Last year I fished SPSP during the trophy run twice. Both times I used blood worm and didnt get a single bite. I only saw one rock get pulled in and it was on the second night. It was pulled in by a group of 3 guys with mayber 10 poles that took up the whole north side of the beach. The rock was 44 inches. That was the only fish that was pulled in by the group. I asked what they were using but they wouldn't tell me their secret. Anyways, the guy next to em saw what they were using and told me it was fresh herring. I don't think I will be out this trophy season. The beach gets way too crowded and the people get less friendly during this time.
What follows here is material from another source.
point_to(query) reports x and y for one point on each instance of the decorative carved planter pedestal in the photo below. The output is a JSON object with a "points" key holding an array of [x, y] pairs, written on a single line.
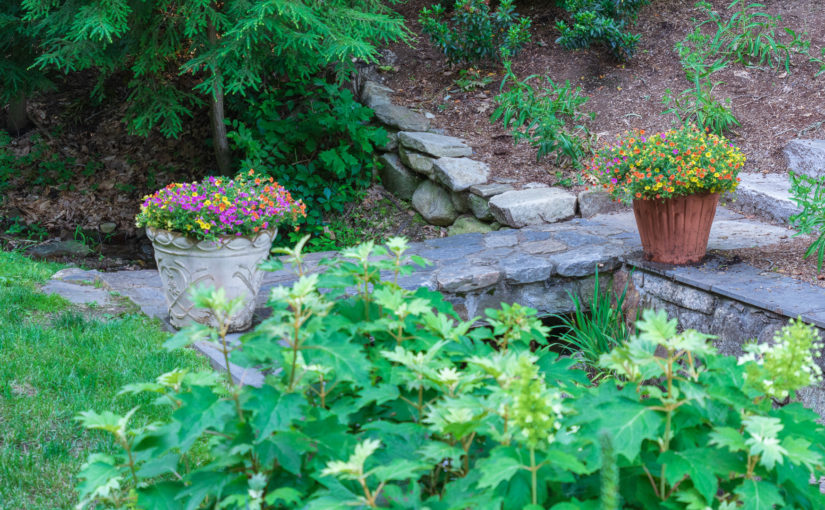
{"points": [[230, 263], [676, 230]]}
I would rather spend the money to drive out to AI in April to try and catch the big ones as they head north.

Thats my plan for this season. Hopefully it works. Usually they don't but I have a good feeling this year.


----------



## saltandsand (Nov 29, 2007)

Titus...Sounds like a great plan, I'm hitting AI for sure but may hit the point just for a local fling. I agree the crowd can get a bit unruly.


----------



## TitusV (Mar 29, 2007)

Yep, I think it will be well worth it. However will the dollar falling and the price for oil going through the roof it might be a painful trip. I heard predictions of gas hitting $4+ this summer. Inflation is going to take a huge bite out of our fishing budgets this year.


----------



## steve grossman (Feb 1, 2008)

*Early Season Matapeake*

What did you all here from Matapeake Pier, approx 2-3 weeks prior to opening season last year for the Rock Fish? AND for the first week of the opening season?

In other words, did it make a difference on which side of the bay to fish, to release early-or keep in season? I have been fishing both since the early 70s, I did not see many fish brought in from either side. I do not consier one fish, early season, sitiing there all day with 3 rods, in thaqt lovely early season weather any great success.

Fossil Hunter


----------



## stonemason (Aug 4, 2006)

there are rockfish in the bay right now. it's just harder to catch fromt he shore...


and no, it doesnt matter which side. it's all luck.


----------



## saltandsand (Nov 29, 2007)

IMO...It's not all luck, it's also about opportunity. The more time you spend the better your probability. If you don't have alot of time then the more skill you bring to the equation the better your probability with the limited time available.

Both sides of the bay have pros and cons. Looking at the map: http://www.dnr.state.md.us/fisheries/regulations/sbrecseasons/sbregmap02.html
and you will see more closed rivers on the eastern side of the bay. This lends to there being more action in certain areas on the eastern bay shore. I've wanted to spend more time there but, since I'm a workiong stiff without alot of free time, most times I'll usually keep on going till I hit the ocean since I truly enjoy surf fishing.


----------



## stonemason (Aug 4, 2006)

since he stated metapeake, i ment eitherside, as in metapeake, or SPSP


----------



## sand flea (Oct 24, 1999)

I have to admit that this "only bloodworms catch stripers" thing is partially my fault, and here's how it got started.

When I moved to Maryland a decade ago, I found out about the spring fishery from shore from a few folks. I'd been striper fishing for years on the Outer Banks and in my native Virginia, so I showed up with the gear and bait that had always served me well in the fall and spring when soaking bait for big fish, namely big chunks and heads of bunker or spot.

During my first few tries, I couldn't _buy_ a bite, yet all the guys around me were pulling in nice spring spawn fish. When I saw them using bloodworms, it was the damndest thing I'd ever seen. No one uses bloodworms for anything other than panfish down south.

So next time I around, I picked up some bloodworms and cleaned up. Over the next few years I occasionally harvested a spring fish when the season opened and every time I noticed the same thing--their stomachs were completely shrivelled to accomodate the roe/milt sacks they were carrying. There was little to nothing in their stomachs if they hadn't already dropped their eggs (the post-spawn fish were another story). It only seemed logical--they could only accomodate a small snack here and there before they spawned.

Every time I repeated the story to someone from another fishery, they didn't believe it. "Bloodworms? They bite on bloodworms?"

"Yeah, and they don't hit cutbait. Weirdest thing I ever saw."

But here's the thing--I think the problem is that they won't bite on _large _cut bait. Smaller, fresh pieces do work. Whether they work as well, that's a whole other discussion...


----------



## saltandsand (Nov 29, 2007)

SF... I've found that the same thing often applies on the Maryland/Delaware/Jersey shore. And sometimes smaller bait is better even when bigger bait should be king. Suppose it's just one more example were less is more.


----------